A crítica é já antiga, mas pertinente, sempre! A democracia é uma ilusão, uma fraude. O povo não governa, mas pode fingir-se que é ele o detentor do poder. Quando o povo manda, não manda ninguém, está-se numa anarquia plena, numa confusão aniquiladora, em completa desordem. A mentira democrática, afinal, consiste no ludíbrio, mais ou menos hábil, pelo qual se convencem as massas que são elas a escolher e a decidir, elegendo os seus candidatos. Por um lado, a governação pertencerá, nesse caso, aos eleitos da maioria, com opressão das preferências da minoria, ainda que esta seja extensa. Por outro lado, mesmo a maioria vencedora terá sido conduzida pelos interesses privados e influentes, desde as máquinas de partido até aos potentados sociais e económicos (senhores do dinheiro, da imprensa, da rádio, das campanhas publicitárias e propagandísticas, dos centros de opinião, etc.). As informações, as ideias conformadoras, os ambientes entusiasmadores, ficam nas mãos de quem pode desenvolvê-las, com força, insistência, largueza. As combinações e apaniguamentos, os núcleos interesseiros e dominantes, devoram as sinceridades e as opiniões das massas.

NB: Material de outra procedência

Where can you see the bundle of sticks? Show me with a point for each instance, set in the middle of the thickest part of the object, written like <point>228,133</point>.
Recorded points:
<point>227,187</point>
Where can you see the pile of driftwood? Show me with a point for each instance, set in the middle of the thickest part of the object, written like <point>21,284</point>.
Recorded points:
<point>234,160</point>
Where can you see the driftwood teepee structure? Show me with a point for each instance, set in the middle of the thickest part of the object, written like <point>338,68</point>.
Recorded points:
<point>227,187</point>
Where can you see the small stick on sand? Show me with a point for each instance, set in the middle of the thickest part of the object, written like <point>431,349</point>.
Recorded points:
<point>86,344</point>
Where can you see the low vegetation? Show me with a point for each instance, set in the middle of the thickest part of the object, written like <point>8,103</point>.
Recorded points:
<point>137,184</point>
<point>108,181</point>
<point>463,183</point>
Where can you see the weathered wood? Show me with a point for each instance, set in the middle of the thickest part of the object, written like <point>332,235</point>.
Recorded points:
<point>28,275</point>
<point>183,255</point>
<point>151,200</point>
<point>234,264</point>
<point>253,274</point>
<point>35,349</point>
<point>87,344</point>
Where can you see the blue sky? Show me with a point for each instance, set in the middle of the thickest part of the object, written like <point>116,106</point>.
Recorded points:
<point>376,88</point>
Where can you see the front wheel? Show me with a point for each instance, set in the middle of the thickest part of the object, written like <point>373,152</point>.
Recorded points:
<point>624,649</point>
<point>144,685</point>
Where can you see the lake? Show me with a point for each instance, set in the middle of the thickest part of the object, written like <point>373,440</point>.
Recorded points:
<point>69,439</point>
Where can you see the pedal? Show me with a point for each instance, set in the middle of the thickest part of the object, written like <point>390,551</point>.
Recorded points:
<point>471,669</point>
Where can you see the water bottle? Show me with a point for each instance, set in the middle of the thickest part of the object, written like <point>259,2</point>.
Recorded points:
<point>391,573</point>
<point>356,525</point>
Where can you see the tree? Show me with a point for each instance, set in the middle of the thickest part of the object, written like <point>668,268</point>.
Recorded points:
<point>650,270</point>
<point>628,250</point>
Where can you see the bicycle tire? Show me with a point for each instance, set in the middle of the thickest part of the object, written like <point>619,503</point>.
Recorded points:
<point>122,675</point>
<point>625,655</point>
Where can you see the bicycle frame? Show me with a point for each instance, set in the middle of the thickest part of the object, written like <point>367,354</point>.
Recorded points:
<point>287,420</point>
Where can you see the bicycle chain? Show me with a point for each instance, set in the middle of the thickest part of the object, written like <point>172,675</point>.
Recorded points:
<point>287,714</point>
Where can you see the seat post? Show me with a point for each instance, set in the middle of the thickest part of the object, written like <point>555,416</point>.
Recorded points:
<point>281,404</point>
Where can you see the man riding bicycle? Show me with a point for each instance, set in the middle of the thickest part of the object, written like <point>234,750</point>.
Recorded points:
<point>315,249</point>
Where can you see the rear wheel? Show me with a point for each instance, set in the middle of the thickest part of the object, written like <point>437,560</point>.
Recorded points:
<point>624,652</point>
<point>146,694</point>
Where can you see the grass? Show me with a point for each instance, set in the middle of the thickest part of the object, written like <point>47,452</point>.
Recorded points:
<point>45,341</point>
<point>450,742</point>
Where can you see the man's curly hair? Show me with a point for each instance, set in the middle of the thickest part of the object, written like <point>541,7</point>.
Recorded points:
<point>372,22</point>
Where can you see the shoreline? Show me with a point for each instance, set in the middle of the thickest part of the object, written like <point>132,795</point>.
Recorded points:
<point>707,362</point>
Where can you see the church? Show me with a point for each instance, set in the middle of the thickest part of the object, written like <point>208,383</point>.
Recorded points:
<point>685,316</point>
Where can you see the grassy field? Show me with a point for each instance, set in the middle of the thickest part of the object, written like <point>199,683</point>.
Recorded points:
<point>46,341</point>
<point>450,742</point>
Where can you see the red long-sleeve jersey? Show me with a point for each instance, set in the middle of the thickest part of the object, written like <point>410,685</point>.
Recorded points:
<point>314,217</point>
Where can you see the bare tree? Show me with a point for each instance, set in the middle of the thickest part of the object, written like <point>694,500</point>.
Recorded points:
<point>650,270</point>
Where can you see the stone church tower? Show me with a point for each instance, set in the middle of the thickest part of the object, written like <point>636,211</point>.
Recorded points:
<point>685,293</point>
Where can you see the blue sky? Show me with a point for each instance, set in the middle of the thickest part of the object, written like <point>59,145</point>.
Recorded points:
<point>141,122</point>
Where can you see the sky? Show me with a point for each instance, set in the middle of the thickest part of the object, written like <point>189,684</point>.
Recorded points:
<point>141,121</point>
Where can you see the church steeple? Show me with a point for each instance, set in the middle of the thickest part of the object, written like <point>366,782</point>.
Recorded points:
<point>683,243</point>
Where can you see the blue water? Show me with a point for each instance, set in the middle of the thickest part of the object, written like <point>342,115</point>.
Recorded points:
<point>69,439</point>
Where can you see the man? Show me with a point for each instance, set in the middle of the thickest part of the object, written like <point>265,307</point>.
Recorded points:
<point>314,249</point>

A democracia é o reinado da oligarquia e da plutocracia.

Só um poder independente e idealista poderá vencer esta situação vergonhosa, exploradora. Somos, portanto, antidemocráticos.

Queremos, no entanto, e por consequência, que a democracia seja banida, mas que a demofilia, o bem do povo, o amor ao povo, o bem comum se instaurem.

Com a vitória do bem nacional, do interesse nacional, correrá pelas veias da Pátria, por todo o povo, o benefício, chegando aos sectores privados, aos compartimentos regionais, às classes e profissões, às famílias e aos indivíduos, organicamente, hierarquicamente, mas em conjunto.

Combatemos uma situação que só procure a instalação de interesses plutocráticos, de gigantismos económicos, de negociatas egoístas, coisas odientas mascaradas com a defesa da ordem e do interesse nacional. Requeremos uma limpeza dos quadros, um revigoramento da Revolução, um idealismo sobreposto à máquina de Estado tecnicista e burocrática. Somos a favor da política, opomo-nos à rotina onde proliferem os videirinhos e um capitalismo apátrida, às vezes rotulando-se de grandes nomes e conspurcando os altos valores.

Desejamos um governo que governe, que não se envergonhe da sua razão e verdade, que não tema desagradar à opinião, mas que não se entregue nas mãos nem dos comunistas nem dos plutocráticos, da oligarquia ou da democracia, do materialismo, enfim.

Continuamos, pois, fiéis ao lema e à afirmação de Salazar: a Revolução continua!